# what is up with AquariumPros.ca?



## KhuliLoachFan (Mar 8, 2008)

I wanted to go back on there, after a long absence.

You have to wait 60 seconds just to read a thread, and read the stupid rules over and over again.

The HTML coding on there looks like a 13 year old kid designed it. And this passive-aggressive wait 60 seconds before you click "I read the rules" thing? Makes me think that the whole place must be a tinder-keg of flame-baiting trolls, or else why the nuclear weapons failsafe treatment on reading a thread?

What is up with that site?

On the one hand they treat you like you should have to pass a test before you can even read a thread on there, and on the other hand, they look like a bunch of incompetent noobs, when it comes to web design?

And yet I hear that it's the salty-tank web-board of choice in Toronto.

W


----------



## fish_luva (Nov 24, 2009)

I was a member on there, still am but don't spend any time... I don't particularly like the setup of the site... way to much adverts and layout for the forums to me is not very brilliant. I'm not bashing it but i just simply don't like the layout.....
my 2 cents....
cheers!!!


----------



## vaporize (Apr 10, 2006)

KhuliLoachFan said:


> And yet I hear that it's the salty-tank web-board of choice in Toronto.


You missed one word.

It's a salty-tank _*advertising*_ web-board of choice in Toronto.


----------



## Chris S (Dec 19, 2007)

I think the site is just a money grab. The amount they charge for advertising is ridiculous. I fail to understand why all those members there don't just come here. The more of them here, the more we can expand the marine section. If necessary, I'm sure GTA's admin would be happy to accept donations from retailers who would like to advertise via threads here.


----------



## Cypher (Apr 15, 2006)

You're not missing out anything on aquariumpros in terms of information and knowledge base - you can easily find it in other canadian sites. The only thing they have going for them is the advertisements from local marine stores. That's the only thing I sometimes go there for other than that, the owner is a jackass and so are some of the admins there.


----------



## Ciddian (Mar 15, 2006)

Lets not bash the other forums guys... D: GTa is far from perfect either..


----------



## Acrylic (Apr 22, 2010)

Awwwww....but I had so much to say.


----------



## Ciddian (Mar 15, 2006)

productive criticism might be helpful...


----------



## vaporize (Apr 10, 2006)

Acrylic said:


> Awwwww....but I had so much to say.


the last two criticizing forums got threats of getting sue and one did close down, so be careful what you ask for.  I do want to see GTAA around.


----------



## Cypher (Apr 15, 2006)

o0o0o0o00o000o00 the phantom threat of a law suit quiets yet another instance of free expression on the interweb......
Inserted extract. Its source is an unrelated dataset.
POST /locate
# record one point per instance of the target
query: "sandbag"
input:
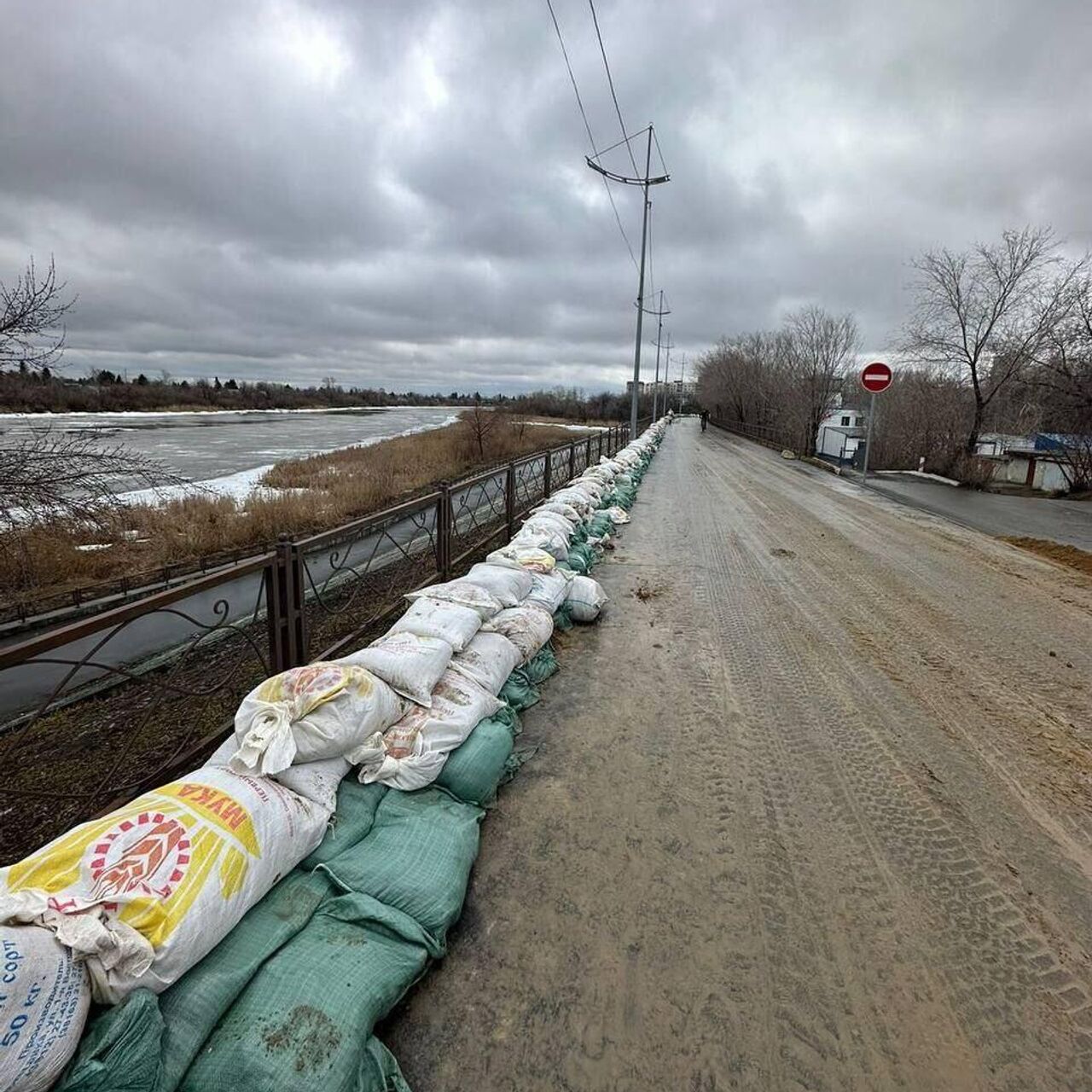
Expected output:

c'mon Hubert... I think there's far more compelling evidence for a class action lawsuit for the people of the GTA against AJ / AP for all the unwarranted things he's done and said. As well as all the copy-right infringements on information and graphic materials AJ/ AP has used WITH OUT PERMISSION of the original owners/ artists.
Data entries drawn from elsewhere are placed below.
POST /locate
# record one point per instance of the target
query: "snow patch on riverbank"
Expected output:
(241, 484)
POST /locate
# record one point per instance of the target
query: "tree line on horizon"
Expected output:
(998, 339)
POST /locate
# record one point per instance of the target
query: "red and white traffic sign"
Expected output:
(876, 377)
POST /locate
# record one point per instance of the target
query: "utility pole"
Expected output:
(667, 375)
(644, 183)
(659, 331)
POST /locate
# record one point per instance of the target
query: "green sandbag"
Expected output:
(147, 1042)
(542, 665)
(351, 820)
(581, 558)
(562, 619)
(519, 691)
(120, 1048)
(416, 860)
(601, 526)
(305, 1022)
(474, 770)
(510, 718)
If there's going to be a lawsuit, they can easily expect a far stronger/better counter suit against them IMO.


----------



## KhuliLoachFan (Mar 8, 2008)

I guess I just expect to see more common sense out there on web forums for hobbyists, than I actually see.

As for GTAA not being perfect? Who says!?  Sure GTAA gets its share of trolls, but I think the people here are great and the Moderators are awesome! 
And there is nobody putting blinky warnings up that last for 5 minutes before you can even READ a thread. 

W


----------



## TBemba (Jan 11, 2010)

I don't care for the minimum wait between looking at posts. Don't really see the use. Just annoying


----------



## Ciddian (Mar 15, 2006)

awee thanks warren... I think everyone is awesome here too :3


----------